陽泰院(ようたいいん、天文_(元号)10年(1541年) - 寛永6年1月8日 (旧暦)(1629年2月1日))は、肥前国佐賀藩祖鍋島直茂の正室。
肥前国佐嘉郡与賀庄飯盛村(現在の佐賀県佐賀市本庄町鹿子)の城主石井常延の次女。
母は九州千葉氏の庶家である黒尾氏の女蓮華院(日長尼)。
名は彦鶴姫、また藤の方とも呼ばれた。
気丈夫で聡明、かつ慈悲深い性格が伝えられている。
地元の佐賀県では賢夫人、国母と称されて、夫の直茂とともに現在でも人気のある人物である。
また、夫の直茂とは当時では珍しく今でいう恋愛結婚であった。
前田利家・芳春院、山内一豊・見性院 (山内一豊室) と並び安土桃山時代の代表的な夫婦として名高い。

生涯

龍造寺隆信の重臣石井常延・黒尾氏夫妻の次女として、肥前国佐嘉郡与賀庄飯盛村に生まれる。
長兄は隆信の馬廻衆の勇将石井常忠、長姉は法性院(石井忠俊室)、弟は龍造寺政家の家老石井賢次、妹は日喜尼(鍋島氏家臣杉町信房室)。

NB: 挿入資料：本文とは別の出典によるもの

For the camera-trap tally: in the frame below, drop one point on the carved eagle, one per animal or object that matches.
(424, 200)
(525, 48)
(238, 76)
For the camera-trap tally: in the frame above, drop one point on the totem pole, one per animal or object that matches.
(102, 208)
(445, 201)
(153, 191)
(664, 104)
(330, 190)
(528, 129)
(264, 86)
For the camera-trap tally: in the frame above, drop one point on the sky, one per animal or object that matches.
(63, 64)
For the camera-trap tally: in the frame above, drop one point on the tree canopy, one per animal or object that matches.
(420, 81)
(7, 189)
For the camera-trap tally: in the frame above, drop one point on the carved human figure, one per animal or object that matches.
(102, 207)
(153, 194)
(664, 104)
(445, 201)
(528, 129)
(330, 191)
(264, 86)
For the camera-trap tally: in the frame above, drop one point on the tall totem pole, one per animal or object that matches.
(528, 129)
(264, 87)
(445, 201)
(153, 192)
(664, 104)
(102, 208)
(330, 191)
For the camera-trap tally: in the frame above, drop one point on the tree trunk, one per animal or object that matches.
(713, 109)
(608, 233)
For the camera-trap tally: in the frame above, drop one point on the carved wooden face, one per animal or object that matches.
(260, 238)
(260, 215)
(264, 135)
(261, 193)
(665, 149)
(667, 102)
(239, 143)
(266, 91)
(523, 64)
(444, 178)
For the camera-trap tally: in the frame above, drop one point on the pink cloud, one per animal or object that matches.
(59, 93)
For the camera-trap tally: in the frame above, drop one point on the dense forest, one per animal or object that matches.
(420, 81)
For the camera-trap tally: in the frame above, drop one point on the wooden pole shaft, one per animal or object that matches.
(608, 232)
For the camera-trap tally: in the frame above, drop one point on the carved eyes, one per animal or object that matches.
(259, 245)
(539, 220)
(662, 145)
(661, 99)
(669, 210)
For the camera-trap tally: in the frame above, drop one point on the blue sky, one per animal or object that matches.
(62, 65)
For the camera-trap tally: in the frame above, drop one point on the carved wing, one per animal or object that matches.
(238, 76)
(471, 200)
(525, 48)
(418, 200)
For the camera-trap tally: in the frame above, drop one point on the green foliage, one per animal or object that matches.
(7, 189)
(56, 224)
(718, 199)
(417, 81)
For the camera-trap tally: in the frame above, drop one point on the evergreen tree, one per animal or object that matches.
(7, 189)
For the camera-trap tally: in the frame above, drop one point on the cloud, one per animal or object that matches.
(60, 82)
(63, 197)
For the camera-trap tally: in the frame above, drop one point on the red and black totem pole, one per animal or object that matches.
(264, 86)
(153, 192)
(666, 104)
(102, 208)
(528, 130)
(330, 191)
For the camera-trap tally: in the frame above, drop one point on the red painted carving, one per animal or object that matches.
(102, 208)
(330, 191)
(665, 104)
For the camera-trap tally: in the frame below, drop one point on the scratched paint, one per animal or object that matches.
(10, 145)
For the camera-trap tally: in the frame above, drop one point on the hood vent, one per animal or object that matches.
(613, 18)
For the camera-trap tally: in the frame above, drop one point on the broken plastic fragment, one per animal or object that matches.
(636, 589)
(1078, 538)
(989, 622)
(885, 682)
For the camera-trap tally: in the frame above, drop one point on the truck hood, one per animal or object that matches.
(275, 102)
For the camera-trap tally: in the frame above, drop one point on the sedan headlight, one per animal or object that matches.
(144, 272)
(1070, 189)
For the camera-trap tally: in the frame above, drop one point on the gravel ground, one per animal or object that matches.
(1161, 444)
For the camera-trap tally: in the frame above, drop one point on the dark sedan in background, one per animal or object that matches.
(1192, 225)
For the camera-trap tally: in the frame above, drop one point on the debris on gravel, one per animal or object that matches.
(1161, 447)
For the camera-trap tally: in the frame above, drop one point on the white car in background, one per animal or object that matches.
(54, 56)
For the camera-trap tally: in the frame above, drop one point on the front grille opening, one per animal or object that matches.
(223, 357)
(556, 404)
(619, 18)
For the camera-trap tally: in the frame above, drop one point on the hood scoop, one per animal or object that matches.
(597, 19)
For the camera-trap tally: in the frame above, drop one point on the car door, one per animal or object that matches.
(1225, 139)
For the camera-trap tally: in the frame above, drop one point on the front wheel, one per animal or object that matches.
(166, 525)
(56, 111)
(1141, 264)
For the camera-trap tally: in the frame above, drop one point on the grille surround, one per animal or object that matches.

陽泰院は長じて、龍造寺氏の家老納富信澄に嫁いだが、信澄が間もなく戦死したため、娘一人を連れて実家に戻っていた。
そんな矢先、龍造寺隆信・鍋島直茂らが、出陣の帰途、石井常延の屋敷に立ち寄り、昼食をとったことがあった。
突然の主君の来訪に、石井家では慌てて昼食の準備を始め、鰯を焼いてもてなすことにした。
だが、人数が多くてなかなか鰯も焼きあがらない。
陰からその様子をみていた陽泰院は炊事場に行き、「なんとも手際が悪い」と侍女たちを押しのけた。
そして、みずから釜戸の火を庭先にばらまき、その中に大量の鰯を投げ込んだ。
そして焼きあがった鰯を笊の上に乗せて、灰をふるい落とし、素早く隆信らの膳に供した。
「葉隠」によれば、この一部始終を眺めていた直茂は、「あのような機転の利く女房を妻にしたい」と思い込んだ。
その後、しばしば石井家を訪れては求婚し、二人は結ばれることになったと伝えている。

その後、鍋島直茂の正室となり、龍造寺氏の軍師として活躍する夫を陰で支えた。
直茂の間には、長女千鶴(佐賀藩家老多久安順室)、次女彦菊(佐賀藩家老諫早直孝室)、長男鍋島勝茂(佐賀藩初代藩主)、次男鍋島忠茂(鹿島藩初代藩主)を儲けた。

「葉隠」によると、夫直茂との仲は終世よく、隠居した直茂とともに穏やかな老後の生活を送っている様子もみられる。
また、夫とともに家臣・領民を思いやる記述もみられる。

陽泰院は鍋島氏が名実ともに佐賀藩主となったことを見届けて、89歳の長寿を全うした。
夫直茂が死去し、落飾して10年後のことであった。
墓所は鍋島氏の菩提寺高伝寺に造営され、直茂の墓石に寄り添うように建てられた。
墓石はかつて夫直茂が朝鮮に出陣した折、陣中で一夜の枕とした石を持ち帰っていたものが用いられた。